Challenging grapes: Sémillon for dry whites had a tougher time shrugging off August rains.
Analysis: 2015 has Bordeaux producers smiling again, after a run of both difficult vintages and smaller-than-usual crops from 2011 through 2013. Quality looks to be consistently high among reds, dry whites and sweet wines.
“In the 2015 vintage everything is at least good—just a tiny percentage [of wine lots] will not make the cut of first or second wine,” said Christian Moueix, whose cluster of Right Bank châteaus includes Trotanoy and La Fleur-Pétrus in Pomerol and Bélair-Monange in St.-Emilion. “Some vats show a fantastic complexity of fruit, depth and length. The tannin level is very high but the tannins are so soft that it is difficult to believe.”
Following a wet winter which gave the vineyards water reserves that would prove to be important, Bordeaux’s 2015 growing season brought a mild spring that led to an even and on-time flowering, followed by dry and warm temperatures from June through the end of August.

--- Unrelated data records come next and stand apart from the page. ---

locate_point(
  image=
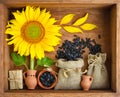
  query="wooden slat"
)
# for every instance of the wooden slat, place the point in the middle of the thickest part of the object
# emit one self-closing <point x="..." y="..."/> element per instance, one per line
<point x="115" y="20"/>
<point x="3" y="17"/>
<point x="62" y="95"/>
<point x="113" y="46"/>
<point x="118" y="48"/>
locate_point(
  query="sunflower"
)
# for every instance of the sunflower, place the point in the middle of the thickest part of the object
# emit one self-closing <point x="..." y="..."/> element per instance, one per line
<point x="33" y="31"/>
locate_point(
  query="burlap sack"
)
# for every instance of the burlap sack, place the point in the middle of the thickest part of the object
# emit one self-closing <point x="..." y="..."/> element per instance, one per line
<point x="69" y="75"/>
<point x="98" y="70"/>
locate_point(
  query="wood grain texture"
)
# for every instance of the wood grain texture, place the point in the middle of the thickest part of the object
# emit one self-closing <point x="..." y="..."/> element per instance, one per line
<point x="99" y="13"/>
<point x="113" y="46"/>
<point x="118" y="48"/>
<point x="3" y="17"/>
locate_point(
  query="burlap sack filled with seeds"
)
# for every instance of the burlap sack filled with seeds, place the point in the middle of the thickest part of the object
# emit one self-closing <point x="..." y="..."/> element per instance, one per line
<point x="69" y="75"/>
<point x="98" y="70"/>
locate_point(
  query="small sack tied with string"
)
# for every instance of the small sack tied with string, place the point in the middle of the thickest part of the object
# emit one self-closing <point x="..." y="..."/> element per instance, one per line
<point x="98" y="70"/>
<point x="69" y="75"/>
<point x="16" y="79"/>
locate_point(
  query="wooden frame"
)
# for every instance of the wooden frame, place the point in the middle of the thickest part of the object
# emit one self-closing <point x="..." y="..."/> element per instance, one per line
<point x="115" y="40"/>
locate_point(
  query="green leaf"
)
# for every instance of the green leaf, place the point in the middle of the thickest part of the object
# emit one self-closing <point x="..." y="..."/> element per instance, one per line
<point x="67" y="18"/>
<point x="17" y="59"/>
<point x="72" y="29"/>
<point x="81" y="20"/>
<point x="88" y="26"/>
<point x="46" y="62"/>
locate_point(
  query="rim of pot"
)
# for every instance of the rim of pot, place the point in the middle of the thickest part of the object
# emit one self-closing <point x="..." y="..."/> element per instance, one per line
<point x="54" y="83"/>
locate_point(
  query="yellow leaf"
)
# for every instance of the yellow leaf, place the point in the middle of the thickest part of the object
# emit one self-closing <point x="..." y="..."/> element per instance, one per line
<point x="88" y="26"/>
<point x="72" y="29"/>
<point x="67" y="18"/>
<point x="81" y="20"/>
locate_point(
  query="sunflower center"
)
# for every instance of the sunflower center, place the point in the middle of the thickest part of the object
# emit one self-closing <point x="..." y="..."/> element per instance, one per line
<point x="33" y="31"/>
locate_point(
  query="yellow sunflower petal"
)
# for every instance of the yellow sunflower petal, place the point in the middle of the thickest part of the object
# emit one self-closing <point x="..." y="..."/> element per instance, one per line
<point x="12" y="32"/>
<point x="37" y="13"/>
<point x="16" y="46"/>
<point x="88" y="26"/>
<point x="27" y="13"/>
<point x="26" y="44"/>
<point x="72" y="29"/>
<point x="50" y="22"/>
<point x="39" y="51"/>
<point x="46" y="18"/>
<point x="27" y="50"/>
<point x="31" y="13"/>
<point x="32" y="51"/>
<point x="51" y="40"/>
<point x="67" y="18"/>
<point x="14" y="41"/>
<point x="42" y="15"/>
<point x="81" y="20"/>
<point x="23" y="48"/>
<point x="54" y="30"/>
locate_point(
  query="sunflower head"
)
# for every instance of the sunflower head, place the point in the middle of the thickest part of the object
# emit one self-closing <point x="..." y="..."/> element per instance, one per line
<point x="33" y="31"/>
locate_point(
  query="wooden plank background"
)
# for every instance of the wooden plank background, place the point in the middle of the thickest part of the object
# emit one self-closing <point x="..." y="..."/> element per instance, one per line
<point x="50" y="93"/>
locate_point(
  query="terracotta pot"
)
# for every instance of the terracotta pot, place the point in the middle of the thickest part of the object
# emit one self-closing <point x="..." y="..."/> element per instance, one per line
<point x="86" y="82"/>
<point x="53" y="73"/>
<point x="30" y="79"/>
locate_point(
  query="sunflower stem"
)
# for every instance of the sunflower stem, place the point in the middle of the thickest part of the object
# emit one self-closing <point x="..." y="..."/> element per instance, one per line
<point x="32" y="64"/>
<point x="26" y="66"/>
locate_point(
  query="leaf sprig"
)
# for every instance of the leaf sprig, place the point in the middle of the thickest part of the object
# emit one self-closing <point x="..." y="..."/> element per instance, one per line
<point x="78" y="25"/>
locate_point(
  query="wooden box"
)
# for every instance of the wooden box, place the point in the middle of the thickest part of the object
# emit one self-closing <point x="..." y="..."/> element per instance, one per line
<point x="105" y="14"/>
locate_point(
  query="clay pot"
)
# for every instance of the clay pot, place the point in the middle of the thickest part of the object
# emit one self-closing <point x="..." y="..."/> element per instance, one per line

“We had a great winter, very cold and rainy,” said Pierre Courdurie of Château Croix de Labrie in St.-Emilion. “The spring started with sun and no frost. Flowering was perfect: It took just two days in early June, which put us 2 weeks earlier compared to 2014 and almost on the same schedule as 2010. Then July was very hot and dry, one of the hottest in more than 30 years. In August we had just the perfect rainfall which made the veraison perfect.”
The late-season rains were well-timed, delivering just enough to freshen the vines after the dry growing season, though some spots in the upper Médoc saw heavier rainfall. In most areas, dry and windy conditions came in after the rains, helping prevent any disease pressures. The harvest was completed in a normal timeframe.
“After some early September rain, we had a sunny week and were able to pick our old-vine Merlots. Quality was very satisfying and yields were normal,” said Jean-Charles Cazes, referring to his family's Château Lynch Bages in Pauillac (the family also owns and runs châteaus Cordeillan-Bages in Pauillac, Villa Bel-Air in Graves and Ormes de Pez in St.-Estèphe). “Then from Oct. 2nd through the 8th, we picked 150 acres of perfectly healthy Cabernet Sauvignon, filling 20 vats, which already show a very nice potential.”
Philippe Blanc, director at Château Beychevelle, reported a similar timeframe. “We started picking Merlot in St.-Julien on Sept. 22 and ended the last Cabernet Sauvignon on Oct. 8,” he said. “Qualitywise we are very satisfied, with very healthy grapes, good maturity and sugar content of Merlot ranging from 13.7 percent to 14.2 percent, and of Cabernet from 12.7 percent to 13.5 percent, which is a record high for this variety, though we are absolutely confident there is good balance and no lack of acidity whatsoever.”
Right Bank producers were similarly positive. “At this stage of fermentation, the various vats of wine are already showing rare aromatic complexity,” said Stephan von Neipperg, who owns several Right Bank properties, including Château Canon-La Gaffelière and La Mondotte in St.-Emilion. “The new wines are well-focused and fruity. They are powerful, but have a silky tannic structure.”
Dry white producers are also happy, with the season producing healthy Sauvignon Blanc grapes. “It's a great vintage for the Sauvignon Blanc,” said Jean-Christophe Mau of Château Brown in Pessac-Léognan. “A good level of acidity like 2007 and 2012, though the yield was a little less than the reds. For the Sémillon it was more complicated, as we had a little rot because of the water we had in August.”
Sweet wines look to be superb as well, with producers able to perform successive pickings in between spates of late rain that spurred waves of botrytis growth. “We finished on Oct. 21, with four tries total,” said Pierre Lurton, director at famed Sauternes estate Château d'Yquem. “The botrytis was fast and pure. It was really a classic vintage and we are very excited.”
“The botrytis attack was very homogenous on Sauvignon Blanc, Sémillon and Muscadelle,” said Aline Baly of Château Coutet in Barsac. “Initial tastings leave us all optimistic to their high quality.”
While much work remains to be done in the cellars, producers across the region are already eager to show off the young vintage next spring.